In ‘Broken Relationships’, the artist’s reminiscence of his childhood memories spent in Quang Ngai, his father’s migration from the North to Central Vietnam in the 1970s, and his current life on the periphery of Saigon, have given shape to this exhibition, which consists of three series of paintings (twelve images in total), of acrylic on hessian fabric. An array of non-linear spatiotemporal panoramas altogether exudes a dystopian atmosphere in this body of work — a desolate seashore at the dead of night (‘A Horn-eyed Ghost Crab’); a withered, decayed farm plot thirsty of its past vitality (‘Thirst’); a filthy canal sprinkled with people swimming, in seeming bliss (‘Black Tide’); an emptied, hollow construction filled with dusty darkness (‘Bleak Windows’); a stained dirty glass pane washed with streaks of rain (‘Dust’). With wet-on-wet technique (spraying the painted surface with water to desired effect) Thach’s scenery tosses into life and starts sobbing. In his paintings, human bodies appear in a state of powerlessness, as silhouette, sometimes in complete absence, as if swallowed by the vastness of the devastating landscapes. Be it humans in despair or landscapes in ruin, all are stuck in limbo: somewhere between what they yearn for, and what reality has to offer.

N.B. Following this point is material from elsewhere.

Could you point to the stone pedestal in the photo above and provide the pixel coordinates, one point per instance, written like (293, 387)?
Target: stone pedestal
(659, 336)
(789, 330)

For Thach, art is not only to compress fragments of life onto canvas (especially in times of normalized inequality, as the artist phrases it), but also to seek to understand the intangible relationships and moral boundaries among his depicted subjects. Who, and for what, are we held responsible or accountable for our actions? In ‘Cold Grey’, Thach confronts a coordinated front of men, all dressed in high-necked suits with white collars, which are so aggressively smudged/smeared/splashed that their identification becomes anonymous. Interestingly, while the ‘Portrait’ series defies the authoring of any real person, they still fulfill the mediative role of reflecting and revealing the tension (between those of power and those in powerlessness) among Thach’s subjects. Reminiscent of Marlene Dumas or Francis Bacon in its haunting treatment of paint and composition, the ‘Portrait’ series possesses repetitive motif of an explosive mouth (‘Untitled 2’); blood-stained and tortured (‘Untitled 1’) or sinisterly half blindfolded faces (‘Untitled 3 and 4’)— each canvas screaming, bursting in terror, tears, shivering in fear—all these paintings reveal human vulnerability in their darkest times of wounded suffering. The ‘Portrait’ series was the first to be developed for this exhibition, these paintings taking root with the legacy of ‘action painting’ (a post-World War II movement of the 1940s, which emphasized the physical act and gesturality over the final result of the paintings); and the early figurative art of a revered Vietnamese painter Đỗ Hoàng Tường, whom the artist particularly credits with great respect. Here with his own portraits, as if in imagined conversation with so many world renown portrait masters, he employs paint brushes invented from ordinary objects or found by chance—for example, an ordinary kitchen knife or the ‘caulker’ (a mason’s tool that was absentmindedly left at his house after reconstruction) –  tools with function to scrape, smear and flatten; techniques that the artist claims as describing his conceptual frame for examining his social world in this exhibition. 

Nguyễn Ngọc Thạch’s ‘Broken Relationships’ reveals the artist’s anxiety towards contemporary life in which the social contract that binds humanity together as a society is broken, in which our ethics are packaged as commodity, in which our conscience is alienated from our labour. While blame is always easier than any attempt at understanding, Thach offers us a moment (both calm and intense) to enquire, to ask ourselves how we each engage this chaotic matrix of global social order. As J. J. Rousseau once suggested, since no man has natural authority over his fellow, we are left with only agreements; thus on which grounds then should we agree upon, before entering any social relationship?